A few days ago in the US, mortgage borrowers faced crises as the mortgage market was in a catastrophic state. Interest rates had gone up to such a level that borrowers were not able to make their payments. The mortgage market suffered terribly, as the number of foreclosures reached an unprecedented level.
Financial market analysts believe that such a cataclysm could have been avoided if people had gone for the capped mortgages and are of the opinion that the interest rate of the capped mortgages might have proved beneficial in this regard. The mortgage rate of capped mortgages, is basically fixed and allows mortgage borrowers to have a definite idea of the payments.
In capped mortgages the maximum rate is incorporated in the calculation itself. This means that even if rates go up, payments might not be affected. In these capped mortgages, borrowers have a thorough knowledge of the maximum amount that needs to be paid. The payments are liable to reduce, once rates decrease.
On such occasions, borrowers are required to pay in two different ways:
they can either pay lower payments, or
they could even pay their installments, after every other week.
Due to the cap, borrowers are saved from any potential hike in rates. The cover enjoyed, however, comes in with a certain price. With capped mortgages, lenders are liable to charge slightly more than the actual cost of the mortgage’s rate. Despite the higher price, customers are left with some peace of mind, as they are secure in the knowledge that the rate would never go beyond, what could be called, the maximum.

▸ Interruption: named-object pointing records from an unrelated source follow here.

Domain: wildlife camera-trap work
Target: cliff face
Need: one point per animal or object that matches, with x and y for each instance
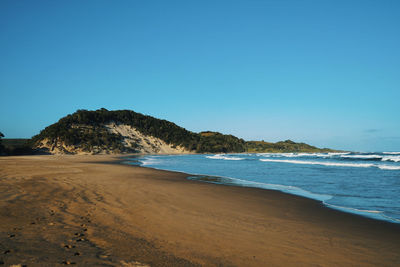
(130, 141)
(125, 131)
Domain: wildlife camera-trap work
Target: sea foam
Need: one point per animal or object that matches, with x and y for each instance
(221, 156)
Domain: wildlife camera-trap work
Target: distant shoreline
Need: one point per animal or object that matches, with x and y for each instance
(160, 217)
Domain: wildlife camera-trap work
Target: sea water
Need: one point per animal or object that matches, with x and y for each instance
(367, 184)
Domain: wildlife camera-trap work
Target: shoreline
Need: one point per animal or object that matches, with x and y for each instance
(357, 212)
(160, 218)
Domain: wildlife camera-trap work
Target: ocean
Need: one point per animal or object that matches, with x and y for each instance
(366, 184)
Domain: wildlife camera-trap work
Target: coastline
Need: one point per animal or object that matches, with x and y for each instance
(161, 218)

The interest rate of the capped mortgages is primarily a negotiation between the fixed and variable rate. This implies that the mortgage rate could be a touch higher than the fixed. There are three kinds of mortgage rates that are calculated based on the details, such as duration, of the loan amount:
Mortgage rates in the adjustable denomination are calculated based on the fact that these mortgage rates are liable to change.
Adjustable-rate mortgages primarily offer better interest rates compared to their fixed counterparts, however the rates change, owing to the variations in the treasury bills’ or the prime rates. Interest rates are manipulated in order to establish parity with market rates. Although the borrower is given the protection of the ceiling, a contemporary term for the maximum limit, ceilings are liable to change every other year or so.